Communicating piecewise deterministic Markov processes

In this chapter we introduce the automata framework CPDP, which stands for Communicating Piecewise Deterministic Markov Processes. CPDP is developed for compositional modelling and analysis for a class of stochastic hybrid systems. We define a parallel composition operator, denoted as |PA|, for CPDPs, which can be used to interconnect component-CPDPs, to form the composite system (which consists of all components, interacting with each other). We show that the result of composing CPDPs with |PA| is again a CPDP (i.e., the class of CPDPs is closed under |PA|). Under certain conditions, the evolution of the state of a CPDP can be modelled as a stochastic process. We show that for these CPDPs, this stochastic process can always be modelled as a PDP (Piecewise Deterministic Markov Process) and we present an algorithm that finds the corresponding PDP of a CPDP. After that, we present an extended CPDP framework called value-passing CPDP. This framework provides richer interaction possibilities, where components can communicate information about their continuous states to each other.
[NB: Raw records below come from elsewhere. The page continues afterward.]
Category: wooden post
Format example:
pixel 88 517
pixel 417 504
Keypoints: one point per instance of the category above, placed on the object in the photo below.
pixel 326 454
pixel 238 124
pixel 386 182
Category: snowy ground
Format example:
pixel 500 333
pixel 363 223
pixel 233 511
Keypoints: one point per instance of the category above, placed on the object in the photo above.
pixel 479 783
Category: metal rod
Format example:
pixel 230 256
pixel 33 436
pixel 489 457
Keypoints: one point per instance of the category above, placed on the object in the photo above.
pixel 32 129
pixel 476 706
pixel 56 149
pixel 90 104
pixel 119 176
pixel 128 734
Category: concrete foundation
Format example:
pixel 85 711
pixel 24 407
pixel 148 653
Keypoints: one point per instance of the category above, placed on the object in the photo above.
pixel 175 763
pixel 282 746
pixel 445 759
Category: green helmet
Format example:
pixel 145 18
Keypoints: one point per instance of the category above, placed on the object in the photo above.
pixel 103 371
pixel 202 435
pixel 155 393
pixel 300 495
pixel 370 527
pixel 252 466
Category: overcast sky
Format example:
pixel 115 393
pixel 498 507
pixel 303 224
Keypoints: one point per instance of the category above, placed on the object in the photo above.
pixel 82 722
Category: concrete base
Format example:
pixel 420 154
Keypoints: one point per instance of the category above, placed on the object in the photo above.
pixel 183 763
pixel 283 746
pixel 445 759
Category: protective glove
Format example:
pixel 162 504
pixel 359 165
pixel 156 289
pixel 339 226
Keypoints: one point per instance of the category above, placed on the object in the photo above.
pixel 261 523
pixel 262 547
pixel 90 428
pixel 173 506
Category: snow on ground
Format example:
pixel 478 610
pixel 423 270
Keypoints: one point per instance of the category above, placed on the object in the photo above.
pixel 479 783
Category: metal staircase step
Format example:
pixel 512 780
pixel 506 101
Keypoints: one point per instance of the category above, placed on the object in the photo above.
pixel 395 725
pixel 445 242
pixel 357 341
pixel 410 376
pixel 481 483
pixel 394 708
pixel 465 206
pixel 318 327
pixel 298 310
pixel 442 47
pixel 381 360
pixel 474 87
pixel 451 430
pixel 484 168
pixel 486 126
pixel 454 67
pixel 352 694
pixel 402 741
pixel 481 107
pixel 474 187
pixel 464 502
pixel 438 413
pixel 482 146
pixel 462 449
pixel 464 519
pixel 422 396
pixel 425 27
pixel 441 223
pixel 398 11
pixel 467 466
We give an Air Traffic Management example, modelled as a value-passing CPDP and we show that according to the algorithm, this CPDP behavior can be modelled as a PDP. Finally, we define bisimulation relations for CPDPs. We prove that bisimilar CPDPs exhibit equal stochastic behavior. Bisimulation can be used as a state reduction technique by substituting a CPDP (or a CPDP component) by a bisimulation-equivalent CPDP (or CPDP component) with a smaller state space. This can be done because we know that such a substitution will not change the stochastic behavior.